今回の一連の写真は、撮影時に実はかなり苦労しました。この衣装を着るだけで1時間以上かかりました。襟元の白いファーショールはオーダーメイドで、冬的撮影時はとても暖かかったのですが、スタジオの照明が当たると、換気が悪かったこともあり、暑くて終始こっそり扇いでいました。ですが、確かに素晴らしい演出効果があり、ボリュームたっぷりの毛量と、柔らかく滑らかな質感で安っぽく見えません。肩のゴールドのフライングウィッグ(飛翼)の装飾は金属製で少し重いですが、肩のシルエットを綺麗に引き立ててくれ、全体的によりオーラがあるように見せてくれます。
カメラマンさんが今回はあえて木製格子やあの円形の月亮門(ムーンゲート)を設置してくれ、さらに壁一面の紫紅色のアンビエントライト(雰囲気光)を合わせることで、純白の衣装と強烈な暖色・寒色のコントラストを成してくれました。画面がのっぺり平坦に見えないように、暖白色のスタンド型灯籠を2台用意しました。灯芯はキャンドル風の温かみのある光で、ちょうどサイドからの補助光となり、顔の陰影を柔らかく表現してくれました。床の鏡面ステージは一時的に反射フィルムを敷いたもので、ジャンプアクションを撮影するときは映り込みが見えてとても楽しかったですが、滑って転ばないように注意する必要もありました。
メイク・スタイリングに関しては、ピンクのウィッグの下にヘアネットを2重に着用し、頭の上の狐耳獣娘の耳はワイヤーで固定されているため、動くときはズレないように可動範囲をコントロールしなければなりませんでした。アイメイクはあえて濃くせず、青紫がかった瞳を残し、ピンクの花飾りを合わせることで、全体的に清冷でありながら甘さを失わない雰囲気を意識しました。プロップ(小道具)の団扇は本物の刺繍が施されており、手に持ったときの重量感もちょうど良く、あのピンクのもこもこボールは実は小さなぬいぐるみで、視線の焦点を作るのにぴったりでした。

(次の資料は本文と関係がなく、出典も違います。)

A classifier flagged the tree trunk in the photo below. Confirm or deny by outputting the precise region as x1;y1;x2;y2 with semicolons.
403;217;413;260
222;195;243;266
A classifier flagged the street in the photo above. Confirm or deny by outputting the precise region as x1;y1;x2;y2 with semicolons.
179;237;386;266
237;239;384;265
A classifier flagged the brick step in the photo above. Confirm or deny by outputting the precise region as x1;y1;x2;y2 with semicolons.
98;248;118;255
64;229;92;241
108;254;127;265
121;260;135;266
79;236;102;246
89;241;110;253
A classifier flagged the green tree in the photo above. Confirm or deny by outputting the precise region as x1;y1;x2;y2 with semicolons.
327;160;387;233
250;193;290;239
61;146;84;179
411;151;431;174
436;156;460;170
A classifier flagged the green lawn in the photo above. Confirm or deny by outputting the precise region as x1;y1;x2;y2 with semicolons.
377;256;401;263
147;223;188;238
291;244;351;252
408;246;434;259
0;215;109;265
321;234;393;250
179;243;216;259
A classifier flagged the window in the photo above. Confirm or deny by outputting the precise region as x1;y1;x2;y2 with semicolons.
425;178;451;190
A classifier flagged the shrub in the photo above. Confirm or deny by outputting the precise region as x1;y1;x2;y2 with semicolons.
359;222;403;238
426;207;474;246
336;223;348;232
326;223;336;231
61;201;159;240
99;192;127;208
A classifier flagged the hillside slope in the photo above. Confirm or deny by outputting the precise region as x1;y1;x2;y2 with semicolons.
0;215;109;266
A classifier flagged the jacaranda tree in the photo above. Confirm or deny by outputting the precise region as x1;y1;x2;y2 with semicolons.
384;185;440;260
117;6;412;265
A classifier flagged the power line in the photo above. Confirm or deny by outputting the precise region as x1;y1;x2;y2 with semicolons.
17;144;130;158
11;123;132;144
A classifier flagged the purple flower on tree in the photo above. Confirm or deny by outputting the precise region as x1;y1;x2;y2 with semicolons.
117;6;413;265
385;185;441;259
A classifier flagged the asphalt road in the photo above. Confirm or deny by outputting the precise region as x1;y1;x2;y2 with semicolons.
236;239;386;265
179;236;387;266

今回はいくつかの異なるポージングに挑戦しました。ステージの上に腰掛けているカットは、無理に姿勢を張る必要がなかったため、実は一番リラックスできました。手は自然に軽く握り、指をわずかに広げることで、袖口のシフォン(薄纱)がちょうど綺麗に見えるようにしました。空中にジャンプした数枚のカットは、2回連続でスナップ撮影を行ったもので、プロセスは確かに少し疲れましたが、仕上がりは非常に軽やかでした。半透明の厚底サンダルにふくらはぎ的レースアップ(绑带)を合わせたことで、確かに仙気(透明感)がプラスされましたが、足の裏は長時間踏んでいると少し滑りやすく、撮影後に足の指が赤く擦れているのに気づしました。

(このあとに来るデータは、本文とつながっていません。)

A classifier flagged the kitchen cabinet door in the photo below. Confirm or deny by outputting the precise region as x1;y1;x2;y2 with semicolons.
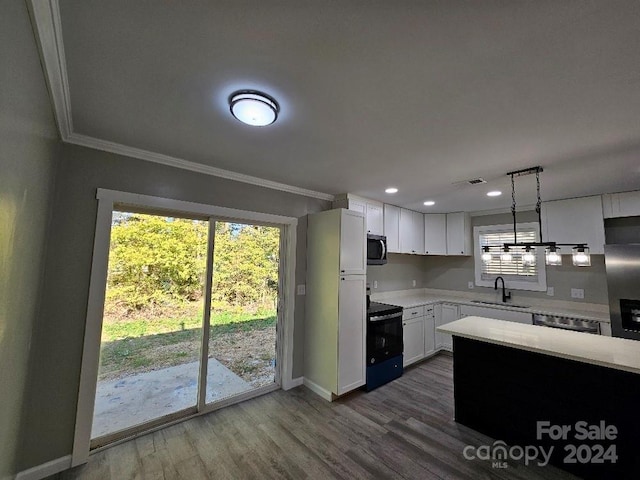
602;191;640;218
366;203;384;235
337;275;367;395
402;317;424;367
424;310;436;355
384;203;400;253
542;196;605;254
460;305;533;325
339;210;367;275
447;212;473;255
424;213;447;255
400;208;424;254
435;303;460;351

レタッチ(後期処理)では過度な加工は行わず、主に紫の光と白の光の比率を調整し、肌本来のリアルな質感を残すようにして、過度な肌補正(磨皮)は避けました。ひらひらと舞うリボンは送風機で風を当て、数十枚のスナップからようやく綺麗に広がっているものを1、2枚選びました。実際、古风コスプレや仙侠衣装の服化道(衣装・メイク・プロップ)は細部へのこだわりが非常に試されます。例えば、帯(腰封)のリボンの結び方、ゴールドのアクセサリーの位置、袖の垂れ下がり具合など、これらが少しでもズレるとだらしなく見えてしまいます。今回はライティングからポージングにいたるまで、全体のテンポが非常にスムーズで、このような一連の写真を残すことができて本当に嬉しいです。